Commentary

Will Apple Gain From Oracle-Google Fight?

Oracle/Google

With Oracle Corp. suing Google for patent and copyright infringement over its use of Java software in Android, the stage is set for a battle of true Silicon Valley superpowers. Depending on how much they want to spend on litigation, it could be the intellectual property equivalent of an irresistible force meeting an immovable object.

Oracle has enlisted legal heavyweight David Boies, the lawyer who helped the U.S. take on Microsoft in the late 1990s over alleged monopolistic practices in bundling Internet Explorer with the Windows operating system. For its part, Google sounded a defiant tone in a statement issued Friday calling the Oracle lawsuit "a baseless attack" on the developers using open-source Java.

"We will strongly defend open-source standards and will continue to work with the industry to develop the Android platform," the search giant vowed in a statement. The legal broadside comes just as recent reports show that Android in the second quarter became the top-selling smartphone OS in the U.S.

The company's statement might be written off as a boilerplate response, but Google has a habit of not backing down from a legal fight, and not losing in court. (See Viacom v. Google, Rosetta Stone v. Google, Geico v. Google.) In the Viacom case alone, Google spent $100 million to defend itself against copyright claims involving YouTube before the $1 billion suit even went to trial.
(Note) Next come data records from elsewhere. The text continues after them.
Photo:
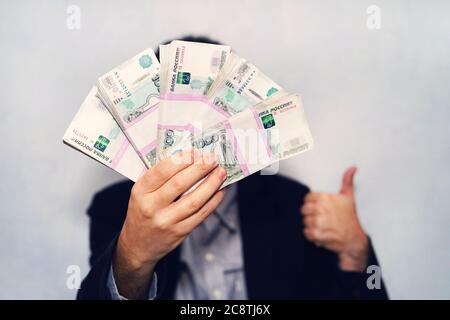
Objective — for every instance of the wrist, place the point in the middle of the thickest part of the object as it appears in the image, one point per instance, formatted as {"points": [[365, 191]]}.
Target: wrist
{"points": [[355, 255], [127, 257]]}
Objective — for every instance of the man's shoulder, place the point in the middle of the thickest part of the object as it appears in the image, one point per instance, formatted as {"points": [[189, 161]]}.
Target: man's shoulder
{"points": [[111, 198], [276, 184]]}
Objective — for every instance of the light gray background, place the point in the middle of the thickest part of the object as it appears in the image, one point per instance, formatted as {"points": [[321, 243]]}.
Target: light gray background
{"points": [[378, 99]]}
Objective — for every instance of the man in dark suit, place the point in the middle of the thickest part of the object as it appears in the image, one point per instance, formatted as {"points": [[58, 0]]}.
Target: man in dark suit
{"points": [[269, 238], [285, 243]]}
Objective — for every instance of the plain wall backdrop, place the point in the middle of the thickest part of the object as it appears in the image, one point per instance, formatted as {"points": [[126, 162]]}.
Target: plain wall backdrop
{"points": [[379, 99]]}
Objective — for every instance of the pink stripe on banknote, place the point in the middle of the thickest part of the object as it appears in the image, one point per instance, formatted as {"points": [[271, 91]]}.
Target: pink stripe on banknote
{"points": [[187, 97], [142, 116], [186, 127], [262, 132], [181, 97], [225, 114], [123, 148], [144, 151], [237, 151]]}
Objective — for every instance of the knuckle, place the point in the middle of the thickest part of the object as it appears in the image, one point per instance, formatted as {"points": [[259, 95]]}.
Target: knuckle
{"points": [[134, 195], [193, 204], [204, 166], [160, 224], [177, 185]]}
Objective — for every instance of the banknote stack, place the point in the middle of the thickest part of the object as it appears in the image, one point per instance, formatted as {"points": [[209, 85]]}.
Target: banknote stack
{"points": [[200, 96]]}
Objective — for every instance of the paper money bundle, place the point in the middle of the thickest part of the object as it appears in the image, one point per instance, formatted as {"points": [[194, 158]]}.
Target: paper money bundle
{"points": [[200, 96]]}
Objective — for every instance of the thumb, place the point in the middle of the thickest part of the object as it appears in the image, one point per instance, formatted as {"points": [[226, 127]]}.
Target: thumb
{"points": [[347, 181]]}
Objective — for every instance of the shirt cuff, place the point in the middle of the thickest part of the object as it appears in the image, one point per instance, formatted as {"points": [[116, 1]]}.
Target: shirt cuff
{"points": [[115, 295]]}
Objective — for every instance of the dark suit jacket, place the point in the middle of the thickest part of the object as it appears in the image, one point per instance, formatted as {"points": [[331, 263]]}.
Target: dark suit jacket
{"points": [[279, 262]]}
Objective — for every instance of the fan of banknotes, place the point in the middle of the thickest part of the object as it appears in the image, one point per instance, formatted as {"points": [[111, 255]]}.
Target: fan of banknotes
{"points": [[200, 96]]}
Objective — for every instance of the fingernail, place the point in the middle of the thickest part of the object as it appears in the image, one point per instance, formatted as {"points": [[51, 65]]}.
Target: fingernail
{"points": [[222, 173], [210, 158]]}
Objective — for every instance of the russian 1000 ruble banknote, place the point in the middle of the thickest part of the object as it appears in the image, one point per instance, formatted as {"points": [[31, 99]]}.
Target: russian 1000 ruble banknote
{"points": [[240, 85], [187, 69], [95, 133], [131, 93], [253, 139]]}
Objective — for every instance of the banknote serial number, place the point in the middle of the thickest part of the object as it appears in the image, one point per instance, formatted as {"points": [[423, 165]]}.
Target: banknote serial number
{"points": [[251, 310]]}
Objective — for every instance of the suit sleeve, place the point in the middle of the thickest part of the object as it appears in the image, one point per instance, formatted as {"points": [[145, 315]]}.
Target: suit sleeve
{"points": [[106, 220], [107, 214]]}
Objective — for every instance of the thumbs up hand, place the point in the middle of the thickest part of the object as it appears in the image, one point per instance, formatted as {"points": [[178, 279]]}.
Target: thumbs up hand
{"points": [[331, 221]]}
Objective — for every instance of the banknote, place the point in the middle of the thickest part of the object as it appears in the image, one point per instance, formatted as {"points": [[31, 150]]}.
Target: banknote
{"points": [[131, 93], [95, 133], [240, 85], [188, 70], [273, 130]]}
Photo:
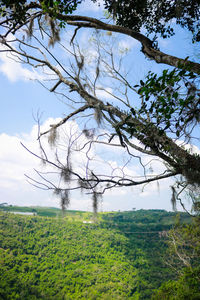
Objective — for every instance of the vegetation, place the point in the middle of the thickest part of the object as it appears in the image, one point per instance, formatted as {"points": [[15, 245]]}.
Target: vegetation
{"points": [[150, 116], [120, 257]]}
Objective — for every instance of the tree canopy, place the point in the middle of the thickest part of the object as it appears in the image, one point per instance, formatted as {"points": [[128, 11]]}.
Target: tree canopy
{"points": [[158, 124]]}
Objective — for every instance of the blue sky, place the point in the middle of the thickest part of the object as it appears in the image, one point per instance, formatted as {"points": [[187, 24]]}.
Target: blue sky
{"points": [[22, 98]]}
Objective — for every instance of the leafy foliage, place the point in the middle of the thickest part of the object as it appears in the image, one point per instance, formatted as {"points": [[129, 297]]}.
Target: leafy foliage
{"points": [[171, 99], [44, 258], [154, 15]]}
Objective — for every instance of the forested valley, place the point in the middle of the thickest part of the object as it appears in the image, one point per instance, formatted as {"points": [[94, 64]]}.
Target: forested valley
{"points": [[71, 255]]}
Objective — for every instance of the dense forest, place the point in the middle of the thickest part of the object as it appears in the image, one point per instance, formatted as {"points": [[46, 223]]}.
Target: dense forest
{"points": [[119, 255]]}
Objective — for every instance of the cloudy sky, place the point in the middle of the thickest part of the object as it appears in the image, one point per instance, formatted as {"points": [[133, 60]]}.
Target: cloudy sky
{"points": [[22, 97]]}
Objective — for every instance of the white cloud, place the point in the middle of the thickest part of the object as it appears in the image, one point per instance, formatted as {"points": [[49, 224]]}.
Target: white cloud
{"points": [[15, 71], [89, 6], [15, 161]]}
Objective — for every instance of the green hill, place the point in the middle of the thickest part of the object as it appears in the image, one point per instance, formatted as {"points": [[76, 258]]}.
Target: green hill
{"points": [[121, 256]]}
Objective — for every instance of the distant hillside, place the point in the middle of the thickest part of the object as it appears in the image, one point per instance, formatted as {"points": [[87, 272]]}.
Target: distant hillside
{"points": [[121, 256]]}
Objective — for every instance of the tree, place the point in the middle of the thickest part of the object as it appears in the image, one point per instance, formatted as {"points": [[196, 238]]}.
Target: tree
{"points": [[164, 114]]}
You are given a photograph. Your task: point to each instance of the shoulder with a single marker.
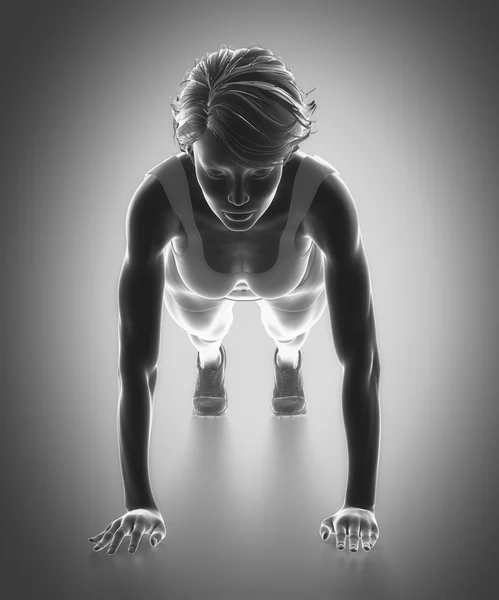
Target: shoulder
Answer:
(332, 220)
(151, 222)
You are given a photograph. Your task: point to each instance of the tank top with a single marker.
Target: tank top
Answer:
(288, 270)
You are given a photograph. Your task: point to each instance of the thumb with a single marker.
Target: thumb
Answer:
(326, 529)
(156, 537)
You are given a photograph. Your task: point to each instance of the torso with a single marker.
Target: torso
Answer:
(254, 251)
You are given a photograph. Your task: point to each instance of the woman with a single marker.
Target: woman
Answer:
(241, 214)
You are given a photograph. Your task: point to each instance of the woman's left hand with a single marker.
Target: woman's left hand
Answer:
(358, 524)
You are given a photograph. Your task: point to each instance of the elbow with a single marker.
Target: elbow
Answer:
(364, 362)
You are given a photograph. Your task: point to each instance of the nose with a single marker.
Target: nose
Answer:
(238, 199)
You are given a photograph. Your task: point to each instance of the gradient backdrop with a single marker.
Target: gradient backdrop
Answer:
(407, 96)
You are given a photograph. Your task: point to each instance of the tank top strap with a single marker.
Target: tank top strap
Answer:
(171, 174)
(311, 173)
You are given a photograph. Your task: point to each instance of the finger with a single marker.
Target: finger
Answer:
(326, 529)
(366, 537)
(100, 535)
(354, 534)
(108, 536)
(137, 534)
(341, 535)
(118, 537)
(157, 535)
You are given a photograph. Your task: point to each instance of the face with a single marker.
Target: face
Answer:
(237, 195)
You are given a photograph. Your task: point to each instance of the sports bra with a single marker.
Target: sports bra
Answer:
(278, 281)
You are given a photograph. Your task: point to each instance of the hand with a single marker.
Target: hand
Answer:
(135, 522)
(356, 523)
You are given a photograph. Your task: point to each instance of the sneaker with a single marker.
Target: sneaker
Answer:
(210, 396)
(288, 398)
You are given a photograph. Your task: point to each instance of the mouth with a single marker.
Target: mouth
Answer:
(239, 217)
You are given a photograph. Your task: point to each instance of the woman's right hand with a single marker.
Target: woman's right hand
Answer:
(135, 523)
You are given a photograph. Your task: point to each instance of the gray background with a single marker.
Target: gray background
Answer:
(407, 96)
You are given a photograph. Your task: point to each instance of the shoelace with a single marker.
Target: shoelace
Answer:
(289, 382)
(206, 382)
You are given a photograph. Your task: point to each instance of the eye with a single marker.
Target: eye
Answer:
(215, 174)
(261, 173)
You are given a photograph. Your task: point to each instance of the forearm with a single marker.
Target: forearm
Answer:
(134, 429)
(362, 426)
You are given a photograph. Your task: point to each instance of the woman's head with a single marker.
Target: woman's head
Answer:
(250, 103)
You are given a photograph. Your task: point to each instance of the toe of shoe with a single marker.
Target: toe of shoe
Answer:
(205, 406)
(291, 405)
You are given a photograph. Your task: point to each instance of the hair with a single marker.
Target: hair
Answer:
(250, 102)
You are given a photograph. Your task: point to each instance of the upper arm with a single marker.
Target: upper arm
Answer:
(150, 225)
(337, 232)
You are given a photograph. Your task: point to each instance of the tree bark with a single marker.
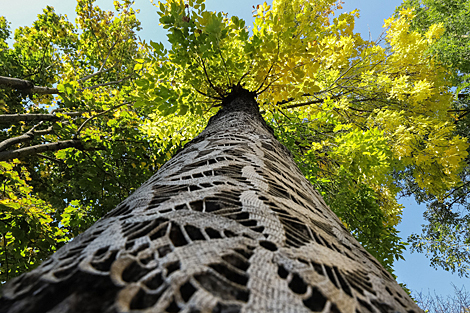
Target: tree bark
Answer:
(227, 225)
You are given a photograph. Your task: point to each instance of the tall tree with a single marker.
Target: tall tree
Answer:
(351, 111)
(229, 224)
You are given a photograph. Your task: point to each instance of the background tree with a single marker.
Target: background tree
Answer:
(446, 237)
(66, 118)
(432, 303)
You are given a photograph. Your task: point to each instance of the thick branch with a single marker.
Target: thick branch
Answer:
(14, 118)
(54, 146)
(22, 84)
(25, 137)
No one knows how the Oracle case will play out, of course. Technology analysts have pointed out that patent and copyright claims in Silicon Valley are volleyed back and forth like tennis balls as a standard part of doing business. But a quick patent cross-licensing deal to settle the dispute doesn't seem likely given the resources and potential intransigence of the two sides over Google's use of Java in Android.

"These types of skirmishes happen every day. Most don't make it to court and the ones that do are typically handled quickly," noted Gartner analyst Mark Driver, in a recent blog post. "But this one involve two MEGA vendors over the disposition of the IT industry predominant platform for application development that spans from smart phones to mainframes."

One company that may be enjoying the prospect of a protracted legal struggle between Oracle and Google is Apple. To the extent the litigation interferes with the proliferation of Android or distracts Google from its push into mobile, it could work in Apple's favor. In the first quarter, Android surpassed Apple's iOS in U.S. market share among smartphone platforms.

Apple in March filed its own patent infringement suit against manufacturer HTC Corp., which uses Android in multiple smartphones including the Droid Incredible.

For his part, Tim Bajarin, principal analyst at technology consulting firm Creative Strategies, doesn't expect Apple to gain much even indirectly from the Oracle-Google clash. "Ultimately it will have no impact on Apple, as it seems that Oracle really wants some type of licensing deal for some of its intellectual property," he said. "The Android train has left the station and I don't see anything that can stop its forward progress."

He added that the stakes are too high for Google not to compromise, since Android is the vehicle it will ride for mobile search and ads.

Gartner's Driver sees Oracle as the big loser, whatever the outcome. He argues that if the database company wins, it will send a strong message that Java isn't as open as assumed. If it loses, then other companies licensing Java will ask why they have to if Google doesn't.